Jean Pierre // Je suis dans le train pour Paris parce qu’aujourd’hui je vais parler de toi. De cette absence qui t’appartient sans que tu l’ai jamais possédée. Plus précisément je vais parler de ta mort tandis que naissait mon fils. D’un bout à l’autre la vie et moi qui chancèle au milieu sur le fil. Je réfléchis à ce que je pourrais dire lors de cet entretien. Comment raconter cette place que tu occupes malgré toi. Serait-il plus juste d’évoquer ton silence par le silence ? J’ai peu dormi. Je suis fatiguée. L’épuisement réveille ma sensibilité. Ton souvenir ce matin suffit à m’inonder les yeux. En partant toute à l’heure j’ai senti ton parfum dans le hall de la gare, drôle. … le plus paradoxal dans tout ça c’est de comprendre que seule la mort donne une valeur à la vie (Sarah Aubel, professeure émérite au département de la philosophie de comptoir). Ce que je veux dire par là c’est que d’elle seule dépend l’élan vital, celui qui nous pousse à nous lever chaque matin, qui nous permet de tomber amoureux, d’être en appétit. Tu ne le sauras jamais mais ta disparition m’a encouragée à prendre des décisions capitales, d’autres plus légères mais qui prennent toutes la même direction, celle de l’urgence de vivre. Parce que j’ai compris. J’ai regardé la mort dans les yeux pendant des semaines. J’ai cohabité avec ta souffrance. J’ai été témoin de l’angoisse abyssale de celui qui sait. Celui qui comprend qu’il n’y a plus d’autres chemins possibles, que les détours et les contre-sens sont révolus. Poussé à coups de pieds au cul vers la porte de sortie par un vigile de l’existence qui n’a pas du tout envie de se marrer et qui n’a pas pour habitude de transiger avec le règlement. Rien d’autre qu’une ligne droite comptée en heure, en nuits, en repas. J’ai entendu ton cri et perçu en lui l’extrême solitude de celui qui meurt. Pour tout ça je vivrais. C’est une promesse que je te fais.
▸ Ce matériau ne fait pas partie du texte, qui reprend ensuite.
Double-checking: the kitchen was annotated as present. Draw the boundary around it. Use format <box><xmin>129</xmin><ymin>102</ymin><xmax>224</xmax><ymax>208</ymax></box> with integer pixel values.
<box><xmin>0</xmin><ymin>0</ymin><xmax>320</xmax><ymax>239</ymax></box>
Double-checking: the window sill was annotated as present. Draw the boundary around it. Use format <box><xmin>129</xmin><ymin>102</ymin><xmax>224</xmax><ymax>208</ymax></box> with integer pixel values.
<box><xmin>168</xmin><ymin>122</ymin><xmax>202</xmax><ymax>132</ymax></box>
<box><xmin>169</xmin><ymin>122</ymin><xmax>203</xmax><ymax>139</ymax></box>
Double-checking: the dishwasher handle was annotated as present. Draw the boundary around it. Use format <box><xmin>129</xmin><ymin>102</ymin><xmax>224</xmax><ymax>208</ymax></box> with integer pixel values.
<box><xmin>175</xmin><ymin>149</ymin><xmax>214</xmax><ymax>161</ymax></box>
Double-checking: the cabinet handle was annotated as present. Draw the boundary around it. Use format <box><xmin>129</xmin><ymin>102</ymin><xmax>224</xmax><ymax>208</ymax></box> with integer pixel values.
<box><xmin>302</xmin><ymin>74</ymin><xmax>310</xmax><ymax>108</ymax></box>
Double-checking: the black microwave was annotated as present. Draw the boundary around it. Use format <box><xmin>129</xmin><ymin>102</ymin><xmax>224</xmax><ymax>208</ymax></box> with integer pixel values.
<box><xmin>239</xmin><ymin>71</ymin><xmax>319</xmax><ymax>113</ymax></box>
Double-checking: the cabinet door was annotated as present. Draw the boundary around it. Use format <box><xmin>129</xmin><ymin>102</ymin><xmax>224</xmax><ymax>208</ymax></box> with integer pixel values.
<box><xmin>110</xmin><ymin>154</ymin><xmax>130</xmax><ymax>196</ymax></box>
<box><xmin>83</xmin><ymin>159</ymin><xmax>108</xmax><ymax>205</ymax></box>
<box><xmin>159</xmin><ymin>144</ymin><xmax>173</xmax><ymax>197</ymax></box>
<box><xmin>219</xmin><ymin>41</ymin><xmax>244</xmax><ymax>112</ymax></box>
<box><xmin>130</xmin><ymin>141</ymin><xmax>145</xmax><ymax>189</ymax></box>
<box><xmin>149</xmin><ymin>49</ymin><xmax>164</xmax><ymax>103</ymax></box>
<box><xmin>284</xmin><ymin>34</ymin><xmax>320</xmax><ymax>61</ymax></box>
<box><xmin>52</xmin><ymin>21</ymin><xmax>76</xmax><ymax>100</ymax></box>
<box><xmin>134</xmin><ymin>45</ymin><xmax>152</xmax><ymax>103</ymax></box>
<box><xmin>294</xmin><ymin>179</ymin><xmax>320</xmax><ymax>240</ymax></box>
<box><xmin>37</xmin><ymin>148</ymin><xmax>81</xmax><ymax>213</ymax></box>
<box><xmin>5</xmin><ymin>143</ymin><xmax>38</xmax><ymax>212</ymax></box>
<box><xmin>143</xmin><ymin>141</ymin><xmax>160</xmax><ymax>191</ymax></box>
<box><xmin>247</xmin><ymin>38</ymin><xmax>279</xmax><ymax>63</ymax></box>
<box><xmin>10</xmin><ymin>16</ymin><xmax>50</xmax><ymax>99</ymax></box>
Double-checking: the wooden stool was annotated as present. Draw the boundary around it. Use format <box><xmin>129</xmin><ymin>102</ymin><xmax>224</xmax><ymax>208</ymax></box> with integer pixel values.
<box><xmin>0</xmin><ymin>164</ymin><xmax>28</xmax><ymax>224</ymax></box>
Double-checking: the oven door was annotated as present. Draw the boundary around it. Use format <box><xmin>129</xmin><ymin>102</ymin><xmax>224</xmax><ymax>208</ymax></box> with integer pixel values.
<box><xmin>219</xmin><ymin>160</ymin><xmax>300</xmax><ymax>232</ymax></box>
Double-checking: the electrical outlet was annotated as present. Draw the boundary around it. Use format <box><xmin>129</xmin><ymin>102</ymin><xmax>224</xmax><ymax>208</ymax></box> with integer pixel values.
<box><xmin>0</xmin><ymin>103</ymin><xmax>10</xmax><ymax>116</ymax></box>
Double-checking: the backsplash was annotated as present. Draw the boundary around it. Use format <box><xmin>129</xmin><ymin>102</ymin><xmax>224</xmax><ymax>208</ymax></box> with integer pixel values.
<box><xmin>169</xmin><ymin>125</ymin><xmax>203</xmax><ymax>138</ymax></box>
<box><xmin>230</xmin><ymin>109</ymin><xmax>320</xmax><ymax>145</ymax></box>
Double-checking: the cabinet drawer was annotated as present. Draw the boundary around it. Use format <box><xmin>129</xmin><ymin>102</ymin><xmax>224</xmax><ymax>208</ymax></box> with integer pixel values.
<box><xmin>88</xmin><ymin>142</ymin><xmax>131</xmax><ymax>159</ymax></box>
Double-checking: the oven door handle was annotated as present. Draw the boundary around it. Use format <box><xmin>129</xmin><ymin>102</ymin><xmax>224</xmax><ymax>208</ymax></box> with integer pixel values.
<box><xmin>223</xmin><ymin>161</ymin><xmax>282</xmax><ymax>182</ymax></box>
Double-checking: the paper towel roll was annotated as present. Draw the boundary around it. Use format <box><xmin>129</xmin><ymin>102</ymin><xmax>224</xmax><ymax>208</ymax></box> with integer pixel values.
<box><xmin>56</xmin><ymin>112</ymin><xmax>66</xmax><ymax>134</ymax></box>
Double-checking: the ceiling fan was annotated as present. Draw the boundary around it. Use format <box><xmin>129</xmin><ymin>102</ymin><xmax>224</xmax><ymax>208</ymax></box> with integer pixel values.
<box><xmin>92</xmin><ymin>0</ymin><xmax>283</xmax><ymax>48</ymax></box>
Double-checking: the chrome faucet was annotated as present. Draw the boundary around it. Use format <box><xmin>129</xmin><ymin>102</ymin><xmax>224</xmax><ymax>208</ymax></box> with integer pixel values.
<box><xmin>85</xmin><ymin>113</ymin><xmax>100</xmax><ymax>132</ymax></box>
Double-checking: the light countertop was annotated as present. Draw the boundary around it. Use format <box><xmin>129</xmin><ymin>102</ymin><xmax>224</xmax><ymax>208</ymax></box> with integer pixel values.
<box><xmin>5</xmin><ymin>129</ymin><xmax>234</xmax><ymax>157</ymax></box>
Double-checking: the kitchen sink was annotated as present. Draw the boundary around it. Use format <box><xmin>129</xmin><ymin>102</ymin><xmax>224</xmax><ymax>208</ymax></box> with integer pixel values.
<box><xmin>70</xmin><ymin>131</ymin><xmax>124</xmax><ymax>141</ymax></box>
Mon Cochon // Il faut d'abord que je me justifie. Commencer par ça. J'ai rêvé d'une guerre mondiale, d'obus qui déchirent le ciel, d'immeubles éventrés, de fuite et d'angoisse. Les Ukrainiens ces salauds ! (faudra qu'on lui explique à la p'tite dame, elle a l'air confuse sur l'actualité). Passer de nuit par les départementales, lentement, tous phares éteins, remplir des bidons d'essence juste au cas où, prendre le minimum et tout laisser derrière soi. Rien d'autre ne compte que nos peaux. Se terrer pendant des jours sans se faire ni entendre ni voir, cesser d'exister aux yeux des autres. Je peux, je crois, rajouter Survivaliste à mon CV. Mon fils était raccord il a passé une nuit épouvantable. Peur du loup, peau qui gratte et mal aux pieds. Mon corps a fait le ping pong entre notre lit et le siens. Ma tête je ne sais pas trop où elle était. Occupée à faire la guerre sans doute. Ce matin en me réveillant j'avais une oreille au milieu du front, les yeux dans les cheveux et le nez dans la bouche (pas dingue), c'était le bazar. Bref. J'ai déposé Marcus à la crèche au moment où la directrice saluait les puéricultrices. Mon cerveau a dit "Bisous mon poussin !" ma bouche a hurlé "Bonne nuit mon cochon !!", devant tout le monde. La journée commence bien.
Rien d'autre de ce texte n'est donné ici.